My weekly Law Bytes column (Toronto Star version, homepage version) examines the growing controversy over the mandatory fingerprinting of students taking the LSAT. There has been swift reaction to the thumb-printing story, with the federal, British Columbia, and Alberta Privacy Commissioners joining forces in a combined privacy investigation. Moreover, the Canadian Council of Law Deans, which represents law schools across the country, has expressed concern over the practice, acknowledging that the data could be subject to a USA Patriot Act request. The Council raised questions about whether the practice might violate federal and provincial privacy statutes.
I argue that the story is much bigger than just the LSAT. First, the LSAT is not the only widely administered standardized test that collects biometric information such as thumbprints. The GMAT and MCAT, used for business and medical school admissions both collect thumbprints (the GRE, a graduate school test, snaps a digital photograph of the test taker instead). Together, more than 400,000 students worldwide take the LSAT, GMAT, and MCAT each year.
Second, while the standardized tests have garnered the lion share of attention, the schools have been reticent to admit that the full student records – including admission information, grades, papers, and other evaluations – could conceivably also be made subject to a USA Patriot Act request.
The U.S. courts have been willing to extend the reach of national law beyond their borders provided that the foreign entity maintains sufficient connections such that it meets a "personal jurisdiction" test. In the case of many Canadian universities, the combination of exchange study programs, fundraising initiatives, and student recruitment drives could meet the jurisdiction test. For Canadian students, this suggests that their data is already at risk – long after the LSAT, GMAT or MCAT has been forgotten.
If that were not problematic enough, in the bigger picture even more personal information could be the target of a USA Patriot Act request. Financial information, much of which is already transferred to the United States for processing, may be caught, as is health data, such as prescription records, that are held by private sector companies with U.S. connections.
The Federal Privacy Commissioner considered this issue last year as part of an investigation into complaints against a major bank' s practice of transferring its customer data to the United States.

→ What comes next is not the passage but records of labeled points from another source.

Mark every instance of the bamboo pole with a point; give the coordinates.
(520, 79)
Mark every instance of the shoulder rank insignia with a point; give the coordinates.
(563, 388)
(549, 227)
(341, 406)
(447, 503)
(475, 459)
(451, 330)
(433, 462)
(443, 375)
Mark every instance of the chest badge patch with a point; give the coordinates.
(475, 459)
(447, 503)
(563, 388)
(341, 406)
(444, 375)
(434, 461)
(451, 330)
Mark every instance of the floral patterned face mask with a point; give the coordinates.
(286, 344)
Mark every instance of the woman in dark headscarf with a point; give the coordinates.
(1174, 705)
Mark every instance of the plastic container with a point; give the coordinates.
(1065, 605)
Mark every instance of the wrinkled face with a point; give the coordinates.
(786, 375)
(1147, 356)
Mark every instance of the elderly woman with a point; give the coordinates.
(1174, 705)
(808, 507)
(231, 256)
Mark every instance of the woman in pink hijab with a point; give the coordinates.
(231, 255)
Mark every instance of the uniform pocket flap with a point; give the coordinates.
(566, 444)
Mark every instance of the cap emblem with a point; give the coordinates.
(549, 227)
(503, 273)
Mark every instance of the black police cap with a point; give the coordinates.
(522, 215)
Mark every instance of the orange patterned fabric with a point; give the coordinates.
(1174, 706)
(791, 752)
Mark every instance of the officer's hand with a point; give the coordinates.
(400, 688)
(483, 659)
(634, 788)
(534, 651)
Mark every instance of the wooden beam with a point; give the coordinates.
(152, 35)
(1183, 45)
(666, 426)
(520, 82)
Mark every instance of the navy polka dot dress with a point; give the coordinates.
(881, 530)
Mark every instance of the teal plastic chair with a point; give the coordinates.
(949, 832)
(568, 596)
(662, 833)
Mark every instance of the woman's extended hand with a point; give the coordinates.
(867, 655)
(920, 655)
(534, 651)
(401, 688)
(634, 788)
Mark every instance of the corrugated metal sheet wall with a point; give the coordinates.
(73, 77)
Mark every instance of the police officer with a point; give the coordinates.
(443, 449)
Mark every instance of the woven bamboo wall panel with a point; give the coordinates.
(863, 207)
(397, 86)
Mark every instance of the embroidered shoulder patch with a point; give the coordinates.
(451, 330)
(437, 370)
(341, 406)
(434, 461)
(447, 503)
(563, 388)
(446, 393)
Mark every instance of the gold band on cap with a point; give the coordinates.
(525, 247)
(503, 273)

The Commissioner concluded that the bank had complied with Canadian privacy laws, while conceding that the current statute is ill-equipped to deal with this emerging concern.
In order to address the issue, Canada would need to establish a "blocking statute" which creates a specific legal obligation that prevents an organization from complying with both U.S. and foreign law. For example, Canada attempted to enact a blocking statute in response to the U.S. Helms-Burton law that established restrictions on conducting trade with Cuba. The current privacy statute does not rise to the level of a blocking statute, but the addition of new penalties for non-compliance could change that.
The concern over the LSAT may ultimately result in reforms to the test taking procedures. In the meantime, prospective Canadian law students are experiencing their first real law lesson months before setting foot in the classroom.